Inivata’s proprietary technology represents a new generation of non-invasive molecular profiling from a simple blood draw that is poised to impact the major aspects of a patient’s care including diagnosis, prognosis, treatment stratification and response monitoring. The test, which allows precise analysis of cancer-related mutations present in ctDNA, is designed to provide oncologists with clinically actionable genomic information to guide therapy selection, monitor treatment progress and, importantly, detect new mutations as they emerge. The genomic analysis of ctDNA has the potential to transform cancer care and resolve many of the limitations inherent in current tissue-based testing protocols that are highly invasive and are not amenable to serial monitoring in routine practice. Inivata’s platform is based on pioneering research from the Rosenfeld Lab at the Cancer Research UK Cambridge Institute (CRUK-CI) and to date, Inivata has demonstrated putative clinical utility of enhanced TAm-Seq through published clinical work presented at multiple cancer conferences in the fall of 2015.
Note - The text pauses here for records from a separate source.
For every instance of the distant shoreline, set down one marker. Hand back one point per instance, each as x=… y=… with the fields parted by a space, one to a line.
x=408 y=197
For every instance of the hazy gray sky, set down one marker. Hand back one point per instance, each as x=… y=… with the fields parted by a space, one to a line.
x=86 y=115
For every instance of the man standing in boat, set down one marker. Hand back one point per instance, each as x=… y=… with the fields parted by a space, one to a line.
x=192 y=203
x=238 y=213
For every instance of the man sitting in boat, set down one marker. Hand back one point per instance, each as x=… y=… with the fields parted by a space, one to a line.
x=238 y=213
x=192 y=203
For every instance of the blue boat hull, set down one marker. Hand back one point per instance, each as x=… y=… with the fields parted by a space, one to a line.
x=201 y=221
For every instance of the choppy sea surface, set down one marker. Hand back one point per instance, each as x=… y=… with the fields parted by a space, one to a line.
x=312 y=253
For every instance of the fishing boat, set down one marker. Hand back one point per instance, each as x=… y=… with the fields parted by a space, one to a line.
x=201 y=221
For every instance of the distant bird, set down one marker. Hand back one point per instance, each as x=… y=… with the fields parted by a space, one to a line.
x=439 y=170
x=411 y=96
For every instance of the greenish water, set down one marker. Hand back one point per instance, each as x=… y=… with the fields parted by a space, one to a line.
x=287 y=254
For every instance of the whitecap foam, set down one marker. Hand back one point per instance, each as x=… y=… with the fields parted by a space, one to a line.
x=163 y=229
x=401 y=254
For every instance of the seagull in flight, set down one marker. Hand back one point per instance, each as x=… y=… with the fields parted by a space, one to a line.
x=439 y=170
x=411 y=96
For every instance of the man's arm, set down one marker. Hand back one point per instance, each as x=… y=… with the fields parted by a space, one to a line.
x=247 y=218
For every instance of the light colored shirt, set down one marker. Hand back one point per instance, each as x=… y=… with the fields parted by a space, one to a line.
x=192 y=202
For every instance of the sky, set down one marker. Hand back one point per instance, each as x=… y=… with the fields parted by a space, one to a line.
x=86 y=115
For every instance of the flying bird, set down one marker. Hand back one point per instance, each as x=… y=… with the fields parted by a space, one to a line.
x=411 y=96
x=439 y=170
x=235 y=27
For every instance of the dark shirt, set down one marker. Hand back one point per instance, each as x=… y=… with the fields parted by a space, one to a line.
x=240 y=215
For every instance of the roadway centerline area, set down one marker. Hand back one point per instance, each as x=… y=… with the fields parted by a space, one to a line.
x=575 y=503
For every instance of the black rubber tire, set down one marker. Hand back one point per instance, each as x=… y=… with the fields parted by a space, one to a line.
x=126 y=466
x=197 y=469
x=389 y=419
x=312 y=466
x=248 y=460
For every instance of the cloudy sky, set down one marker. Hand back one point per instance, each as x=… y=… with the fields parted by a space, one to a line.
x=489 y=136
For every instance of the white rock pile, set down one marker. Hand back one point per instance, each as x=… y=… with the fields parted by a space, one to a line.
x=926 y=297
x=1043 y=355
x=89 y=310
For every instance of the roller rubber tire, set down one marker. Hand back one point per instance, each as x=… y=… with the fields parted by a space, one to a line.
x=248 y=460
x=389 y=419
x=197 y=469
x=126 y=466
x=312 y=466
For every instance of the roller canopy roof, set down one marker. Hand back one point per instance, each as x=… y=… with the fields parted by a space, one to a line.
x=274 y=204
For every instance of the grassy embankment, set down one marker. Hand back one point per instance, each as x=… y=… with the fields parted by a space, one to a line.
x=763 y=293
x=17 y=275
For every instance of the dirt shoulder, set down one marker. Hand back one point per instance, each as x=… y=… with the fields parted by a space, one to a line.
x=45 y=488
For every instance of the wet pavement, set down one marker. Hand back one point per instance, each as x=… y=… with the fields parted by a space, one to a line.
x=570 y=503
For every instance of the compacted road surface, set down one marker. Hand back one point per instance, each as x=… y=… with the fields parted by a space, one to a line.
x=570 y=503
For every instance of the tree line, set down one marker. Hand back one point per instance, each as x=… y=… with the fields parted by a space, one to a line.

"We have been impressed with the results thus far from Inivata’s initial clinical studies that highlight the sensitivity and accuracy of the Company’s ctDNA platform. Inivata is already working with a strong network of clinicians in both Europe and the United States and this new funding will allow the company to accelerate its clinical validation and commercialization efforts," said Robert Tansley of Cambridge Innovation Capital.